Çandar: Bu mümkün, çünkü Kuzey Irak, Kürt kimliğinin iktidar uygulama gücüne eriştiği bir uluslararası Kürt üssü gibi görünüyor. Daha ötesi Kürtlerin uzun yıllar kırılmış bulunan etnik gururları, sadece Irak Kürdistanı dedikleri bölgede değil, Bağdat yönetiminde de dönemde etkin güç sahibi olmaları nedeniyle iyice okşanıyor. Bu Irak dışındaki Kürtler için de geçerli. Kürt liderlerin Irak geçici yönetiminde üst düzey görev üstlenmeleri “Hikmet Çetin de Kürt kökenlidir, bizde genelkurmay başkanı, cumhurbaşkanı, başbakan da olabilirler” demeye benzemiyor. Çünkü Türkiye’de “Kürt kökenli” olarak bir şey olunuyor, Irak’taysa “Kürt” olarak
Bağımsız Kürt devleti söz konusu değil mi?

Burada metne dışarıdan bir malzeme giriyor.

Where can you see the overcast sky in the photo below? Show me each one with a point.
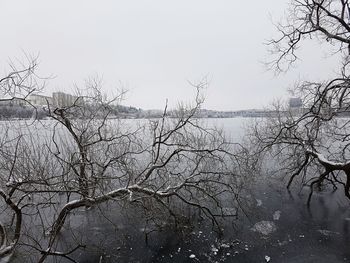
(153, 48)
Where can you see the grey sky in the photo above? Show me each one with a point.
(152, 48)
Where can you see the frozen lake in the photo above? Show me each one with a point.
(277, 226)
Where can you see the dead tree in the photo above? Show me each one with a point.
(90, 156)
(311, 143)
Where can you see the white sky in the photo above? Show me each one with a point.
(153, 48)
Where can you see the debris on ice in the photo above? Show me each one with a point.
(264, 227)
(276, 215)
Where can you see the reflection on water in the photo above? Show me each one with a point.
(277, 226)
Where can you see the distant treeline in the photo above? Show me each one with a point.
(20, 112)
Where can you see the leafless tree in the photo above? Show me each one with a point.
(88, 156)
(312, 143)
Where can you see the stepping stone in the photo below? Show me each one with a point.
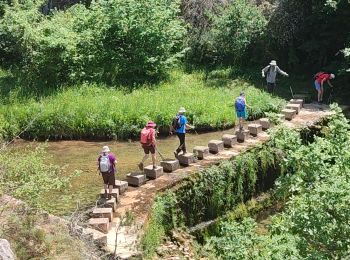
(121, 185)
(201, 151)
(297, 101)
(289, 113)
(242, 135)
(103, 213)
(136, 179)
(100, 224)
(265, 123)
(186, 159)
(296, 107)
(153, 173)
(216, 146)
(115, 193)
(229, 140)
(170, 165)
(254, 129)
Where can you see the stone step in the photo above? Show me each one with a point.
(201, 151)
(136, 179)
(296, 107)
(289, 113)
(103, 213)
(215, 146)
(153, 173)
(170, 165)
(229, 140)
(115, 193)
(297, 101)
(242, 135)
(186, 159)
(100, 224)
(121, 185)
(254, 129)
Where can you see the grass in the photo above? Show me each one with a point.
(95, 111)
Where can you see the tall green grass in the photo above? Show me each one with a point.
(94, 111)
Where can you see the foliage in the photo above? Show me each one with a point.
(89, 111)
(27, 175)
(110, 41)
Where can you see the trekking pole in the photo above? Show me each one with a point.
(161, 156)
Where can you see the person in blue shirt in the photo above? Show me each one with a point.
(180, 126)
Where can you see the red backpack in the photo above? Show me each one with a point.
(146, 136)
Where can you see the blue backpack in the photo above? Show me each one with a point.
(240, 104)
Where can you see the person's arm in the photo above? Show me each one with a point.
(264, 70)
(329, 83)
(282, 72)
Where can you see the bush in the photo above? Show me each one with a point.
(110, 41)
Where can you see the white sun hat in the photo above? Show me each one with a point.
(105, 149)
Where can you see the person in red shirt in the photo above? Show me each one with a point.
(148, 143)
(322, 77)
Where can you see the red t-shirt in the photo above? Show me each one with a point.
(323, 77)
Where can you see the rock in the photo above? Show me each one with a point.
(5, 250)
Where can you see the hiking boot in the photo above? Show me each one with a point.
(140, 166)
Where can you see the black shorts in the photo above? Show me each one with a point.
(108, 178)
(149, 148)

Çandar: Irak’ta şu an için değil. “Kafalarında ya da Irak’ın geleceğinde böyle bir ihtimal hiç mi yok?” derseniz, hayır var. Zayıf, şu anda üzerinde çalışılmayan bir ihtimal olarak var, ama nasıl var? Eğer güvenlik ortamı sağlanamaz, işler çığırından çıkarsa olabilir. ABD’nin uluslararası konumu, statüsü erozyona uğrarsa; yeni Irak’ın kurulması konusunda farklılıklar derinleşir ve önü alınmaz bir şekilde gelişirse üstünde bu ihtimal var.
Öcalan Kuzey Irak’taki gelişmelere karşı Ankara’ya işbirliği öneriyor. Türkiye’nin politikası ne olmalı?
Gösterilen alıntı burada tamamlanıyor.